Do zdarzenia doszło nocą z wtorku na środę, 28 sierpnia, na ulicy Apartamentowej na osiedlu Czarkowo. 19-latek z Zielonej Góry bez prawa jazdy jechał fordem. Pasażerem był Ukrainiec, właściciel samochodu, który dał nastolatkowi prowadzić, żeby… się uczył jeździć. Straty są ogromne. Kwiaciarnia nie może pracować.
Ford jechał ulicą Apartamentową na Czarkowie. W pewnym momencie kierujący rozpędzonym samochodem wypadł z drogi. Ford uderzył w warzywniak oraz kwiaciarnię demolujące je. Na miejsce zdarzenia szybko dojechała zielonogórska policja.
Za kierownica forda siedział 19-latek. Zielonogórzanin nie miał prawa jazdy. Pasażerem był 20-letni Ukrainiec, właściciel forda. Dał 19-latkowi prowadzić samochód, żeby się… uczył jeździć. – Miał sobie poćwiczyć – jak mówił Ukrainiec.

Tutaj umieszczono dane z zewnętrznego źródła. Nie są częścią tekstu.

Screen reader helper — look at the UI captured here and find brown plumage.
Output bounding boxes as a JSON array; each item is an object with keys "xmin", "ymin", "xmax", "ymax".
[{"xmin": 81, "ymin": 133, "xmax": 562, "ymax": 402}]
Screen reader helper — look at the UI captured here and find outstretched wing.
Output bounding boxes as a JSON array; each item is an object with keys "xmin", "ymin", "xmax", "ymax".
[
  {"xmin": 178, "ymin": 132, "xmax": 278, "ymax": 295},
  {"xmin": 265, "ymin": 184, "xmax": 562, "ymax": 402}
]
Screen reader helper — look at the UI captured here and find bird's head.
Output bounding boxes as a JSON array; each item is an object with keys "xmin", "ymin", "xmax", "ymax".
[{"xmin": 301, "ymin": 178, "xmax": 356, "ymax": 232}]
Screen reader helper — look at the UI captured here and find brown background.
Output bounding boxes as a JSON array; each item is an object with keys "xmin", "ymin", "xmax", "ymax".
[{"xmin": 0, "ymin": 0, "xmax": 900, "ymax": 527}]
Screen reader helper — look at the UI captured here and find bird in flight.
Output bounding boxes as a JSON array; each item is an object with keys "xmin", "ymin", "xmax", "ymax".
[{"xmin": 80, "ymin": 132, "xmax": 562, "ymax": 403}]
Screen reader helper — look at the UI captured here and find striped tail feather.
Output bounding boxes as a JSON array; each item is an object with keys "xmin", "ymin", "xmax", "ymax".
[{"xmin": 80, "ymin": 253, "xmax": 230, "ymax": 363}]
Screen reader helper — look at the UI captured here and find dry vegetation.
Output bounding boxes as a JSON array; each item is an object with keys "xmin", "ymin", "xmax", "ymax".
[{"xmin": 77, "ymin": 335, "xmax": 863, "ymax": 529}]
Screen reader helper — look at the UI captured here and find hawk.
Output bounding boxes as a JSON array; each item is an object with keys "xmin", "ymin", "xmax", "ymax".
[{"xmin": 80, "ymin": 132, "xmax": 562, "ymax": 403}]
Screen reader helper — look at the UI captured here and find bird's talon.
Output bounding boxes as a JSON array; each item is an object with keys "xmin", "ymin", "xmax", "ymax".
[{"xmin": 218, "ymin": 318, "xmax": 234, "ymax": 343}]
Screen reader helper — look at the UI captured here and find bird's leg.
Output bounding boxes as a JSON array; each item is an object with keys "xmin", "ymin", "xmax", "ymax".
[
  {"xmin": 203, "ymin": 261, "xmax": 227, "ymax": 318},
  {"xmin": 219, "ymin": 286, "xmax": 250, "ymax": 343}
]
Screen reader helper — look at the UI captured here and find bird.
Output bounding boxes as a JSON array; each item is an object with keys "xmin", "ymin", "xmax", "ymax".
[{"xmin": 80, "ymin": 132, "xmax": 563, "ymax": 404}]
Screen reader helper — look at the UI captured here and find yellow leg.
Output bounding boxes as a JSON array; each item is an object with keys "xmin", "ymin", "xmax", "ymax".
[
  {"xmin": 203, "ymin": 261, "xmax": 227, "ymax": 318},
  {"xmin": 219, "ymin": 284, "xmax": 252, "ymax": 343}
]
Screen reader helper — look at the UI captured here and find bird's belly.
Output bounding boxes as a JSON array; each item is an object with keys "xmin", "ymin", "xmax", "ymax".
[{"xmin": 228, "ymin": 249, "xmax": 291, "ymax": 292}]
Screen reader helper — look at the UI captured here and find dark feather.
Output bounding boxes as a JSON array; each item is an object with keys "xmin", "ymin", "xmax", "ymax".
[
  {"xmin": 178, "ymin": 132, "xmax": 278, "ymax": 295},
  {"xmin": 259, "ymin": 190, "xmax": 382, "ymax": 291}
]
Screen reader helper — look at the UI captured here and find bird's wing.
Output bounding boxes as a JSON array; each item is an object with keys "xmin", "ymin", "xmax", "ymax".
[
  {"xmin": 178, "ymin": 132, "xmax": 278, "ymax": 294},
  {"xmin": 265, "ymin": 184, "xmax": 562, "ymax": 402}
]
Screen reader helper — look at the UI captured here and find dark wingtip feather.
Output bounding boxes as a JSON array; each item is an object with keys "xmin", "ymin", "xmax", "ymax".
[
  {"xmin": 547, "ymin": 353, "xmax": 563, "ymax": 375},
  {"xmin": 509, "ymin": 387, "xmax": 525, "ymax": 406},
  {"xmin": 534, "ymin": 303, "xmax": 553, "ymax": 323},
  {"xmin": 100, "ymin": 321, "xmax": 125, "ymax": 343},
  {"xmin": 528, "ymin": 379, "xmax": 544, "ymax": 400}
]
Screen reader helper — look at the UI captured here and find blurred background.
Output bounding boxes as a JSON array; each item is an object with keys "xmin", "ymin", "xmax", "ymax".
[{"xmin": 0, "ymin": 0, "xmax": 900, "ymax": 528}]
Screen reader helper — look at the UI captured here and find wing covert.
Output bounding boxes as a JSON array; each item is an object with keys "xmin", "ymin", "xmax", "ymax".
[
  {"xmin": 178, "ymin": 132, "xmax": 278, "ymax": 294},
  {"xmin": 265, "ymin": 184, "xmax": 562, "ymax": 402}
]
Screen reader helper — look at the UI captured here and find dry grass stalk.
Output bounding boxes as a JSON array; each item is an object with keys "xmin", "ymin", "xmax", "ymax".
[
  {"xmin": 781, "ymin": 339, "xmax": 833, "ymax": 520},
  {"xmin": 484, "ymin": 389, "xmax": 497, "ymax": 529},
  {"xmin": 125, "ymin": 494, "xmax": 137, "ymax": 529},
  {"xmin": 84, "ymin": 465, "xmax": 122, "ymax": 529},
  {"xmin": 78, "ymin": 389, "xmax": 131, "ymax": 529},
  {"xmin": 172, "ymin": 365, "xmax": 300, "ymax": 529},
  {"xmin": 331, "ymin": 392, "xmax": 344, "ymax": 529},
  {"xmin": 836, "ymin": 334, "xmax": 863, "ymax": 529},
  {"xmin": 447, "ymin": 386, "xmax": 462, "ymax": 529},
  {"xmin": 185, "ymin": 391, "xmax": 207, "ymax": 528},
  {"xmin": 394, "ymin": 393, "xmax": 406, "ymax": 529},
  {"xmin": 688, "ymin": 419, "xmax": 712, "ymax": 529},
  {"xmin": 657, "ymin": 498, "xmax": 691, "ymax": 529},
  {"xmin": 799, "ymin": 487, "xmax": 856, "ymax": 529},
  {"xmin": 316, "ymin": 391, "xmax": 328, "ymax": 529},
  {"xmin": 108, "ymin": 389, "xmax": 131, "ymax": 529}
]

Kierujący wydmuchał ponad 0,2 promila alkoholu. Pasażer miał ponad pół promila alkoholu. Obaj uważali, że „nic wielkiego się nie stało”. Jak tłumaczyli, „przecież nie przejechaliśmy pieszych”.
Swoim bezmyślny zachowaniem zniszczyli warzywniak i kwiaciarnię uniemożliwiając ludziom pracować.
– Obaj mężczyźni staną przed sądem. Zostaną ukarani za swoje zachowanie – mówi podinsp. Małgorzata Stanisławska, rzeczniczka policji w Zielonej Górze.
„Z uwagi na zdarzenie, które miało miejsce dzisiejszej nocy kwiaciarnia do końca tygodnia będzie zamknięta. W najbliższych dniach poinformujemy, kiedy będziemy mogły ją ponownie otworzyć. Pozostawimy to bez komentarza, zdjęcia mówią same za siebie”. To smutna informacja od kwiaciarni Kwietny Zakamarek, rozbitej przez kierującego fordem.
Do sprawy odniósł się radny Robert Kornalewicz, adwokat. – Mam nadzieję, że pojazd, którym wyrządzono szkody, miał ważne ubezpieczenie OC. Wówczas całość strat powinna zostać szybko wyrównana przez ubezpieczyciela, co niewątpliwie powinno pomóc pokrzywdzonym przedsiębiorcom – mówi mecenas Kornalewicz.